One of the most popular ways to automate a Kubernetes cluster is with Kubespray. Built from Ansible's provisioning and deployment capabilities, they're a highly effective and customizable way to automate clusters.

Within Kubespray, tasks like creating clusters, composing inventory files, and cluster deployment can all be automated. The playbooks available allow you to automatically scale, update, and upgrade Kubernetes clusters.

Kubespray is one of the most effective options if you run a hybrid environment with more than one public cloud on your premises.

One drawback of using Kubespray is the inability to self-provision. This drawback can be remedied by Kubespray's support of Terraform on public clouds. Kubespray is one of the most versatile options and can be used on many different services, including AWS, GCE, and Azure.

Kube-AWS

Kube-AWS is another command-line tool that can automate Kubernetes cluster deployment.
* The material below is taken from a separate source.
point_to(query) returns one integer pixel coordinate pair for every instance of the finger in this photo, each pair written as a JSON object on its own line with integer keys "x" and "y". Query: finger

You can use command line prompts to create, update and destroy clusters on AWS with Kube-AWS.

Available only for AWS customers, Kube-AWS offers seamless integration with other AWS services, including CloudFormation, EC2, KMS, S3, Auto Scaling, and Spot Fleet.

Kube-AWS has incredible customization options for your stack. You have access to cloud-config and CloudFormation stack templates as well.

While Kube-AWS is only available for AWS cloud-based systems, it will allow you to run applications at scale from anywhere. You'll also be able to seamlessly move applications and add new functionality when needed. If you're already an avid AWS user, Kube-AWS might be the next no-brainer integration for you.

Spinnaker.io

Originally developed by Netflix, this now open-sourced project offers support for automating Kubernetes cluster deployment. Designed to complement the toolset in Kubernetes, Spinnaker.io provides deployment pipelines that will make automation a breeze.

Spinnaker offers multi-cloud delivery and a power pipeline:

  • Easy deployment, scaling and rollbacks directly from the console.
  • Notifications are available through email, Slack, and Hipchat.
  • Support for Helm charts and handles blue/green and canary deployments.
  • Multi-cloud deployment and continuous integration.

Some other features include role-based access control, chaos money integration, CI integrations, and CLI for setup and admin. If you need a flexible management system that will make automating cluster deployment easier, Spinnaker is an ideal solution that integrates with most major cloud providers.

Make your life easier

Deploying Kubernetes can be a headache and a half. Luckily, you can use automation to set and forget your Kubernetes cluster deployment. By adding some of the tools above to your toolbelt, you'll be sitting back and watching your Kubernetes deployment run itself in no time.

(Devdiscourse's journalists were not involved in the production of this article. The facts and opinions appearing in the article do not reflect the views of Devdiscourse and Devdiscourse does not claim any responsibility for the same.)